= Álvaro Clavijo Martínez =

Álvaro Clavijo Martínez is a Colombian chef and restaurateur based in Bogotá, Colombia. He is the founder and head chef of El Chato, a restaurant recognized in international rankings including The World's 50 Best Restaurants.

== Early life and education ==
Clavijo was born and raised in Bogotá, Colombia. He received his formal culinary training at the Hofmann School of Hospitality in Barcelona, Spain. He spent three years at the institution, gaining technical experience while working in the school's Michelin-starred restaurant. He later returned to Paris to complete further studies at Le Cordon Bleu.

== Career ==

=== Early career ===
After gaining international experience, he worked in some of the world's top restaurants, including establishments in Paris, Per Se in New York, and L’Atelier de Joël Robuchon in New York. During his time at Noma in Denmark, he deepened his commitment to local and sustainable ingredients, which shaped his approach to cooking. Clavijo later returned to Bogotá, where he founded El Chato with the goal of placing Colombian gastronomy on the global stage.

=== El Chato ===
In 2017, Clavijo founded El Chato in Bogotá, a restaurant dedicated to contemporary Colombian cuisine with a strong emphasis on locally sourced ingredients from across the country's diverse regions. The restaurant quickly established itself as one of the leading voices in modern Latin American gastronomy.

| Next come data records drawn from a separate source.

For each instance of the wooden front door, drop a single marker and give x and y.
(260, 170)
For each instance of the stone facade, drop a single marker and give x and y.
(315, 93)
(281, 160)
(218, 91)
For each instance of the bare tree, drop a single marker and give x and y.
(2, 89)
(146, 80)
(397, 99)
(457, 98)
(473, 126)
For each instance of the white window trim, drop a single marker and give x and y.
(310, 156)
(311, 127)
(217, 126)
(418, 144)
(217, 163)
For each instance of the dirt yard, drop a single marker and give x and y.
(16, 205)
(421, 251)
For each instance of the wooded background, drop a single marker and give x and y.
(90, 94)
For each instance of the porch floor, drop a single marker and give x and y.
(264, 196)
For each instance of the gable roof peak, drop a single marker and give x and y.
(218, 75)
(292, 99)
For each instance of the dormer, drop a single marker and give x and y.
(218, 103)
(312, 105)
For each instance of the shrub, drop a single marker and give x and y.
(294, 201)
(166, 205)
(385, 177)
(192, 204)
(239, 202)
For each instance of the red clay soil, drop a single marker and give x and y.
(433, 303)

In 2018, El Chato entered Latin America's 50 Best Restaurants as the highest new entry, ranked No. 21. Over the following years, it continued to gain international recognition for its progressive interpretation of Colombian cuisine and its consistent presence in regional rankings.

In 2025, El Chato was ranked No. 1 in Latin America's 50 Best Restaurants, becoming the first Colombian restaurant to achieve the top position in the history of the list. This recognition marked a defining milestone for both Clavijo and contemporary Colombian gastronomy.

== Awards and recognition ==
Clavijo has received recognition from The Best Chef Awards, where he was awarded Three Knives in 2024 and 2025. His restaurant, El Chato has appeared in The World's 50 Best Restaurants, including No. 83 in 2022 (extended list), No. 33 in 2023, and No. 25 in 2024.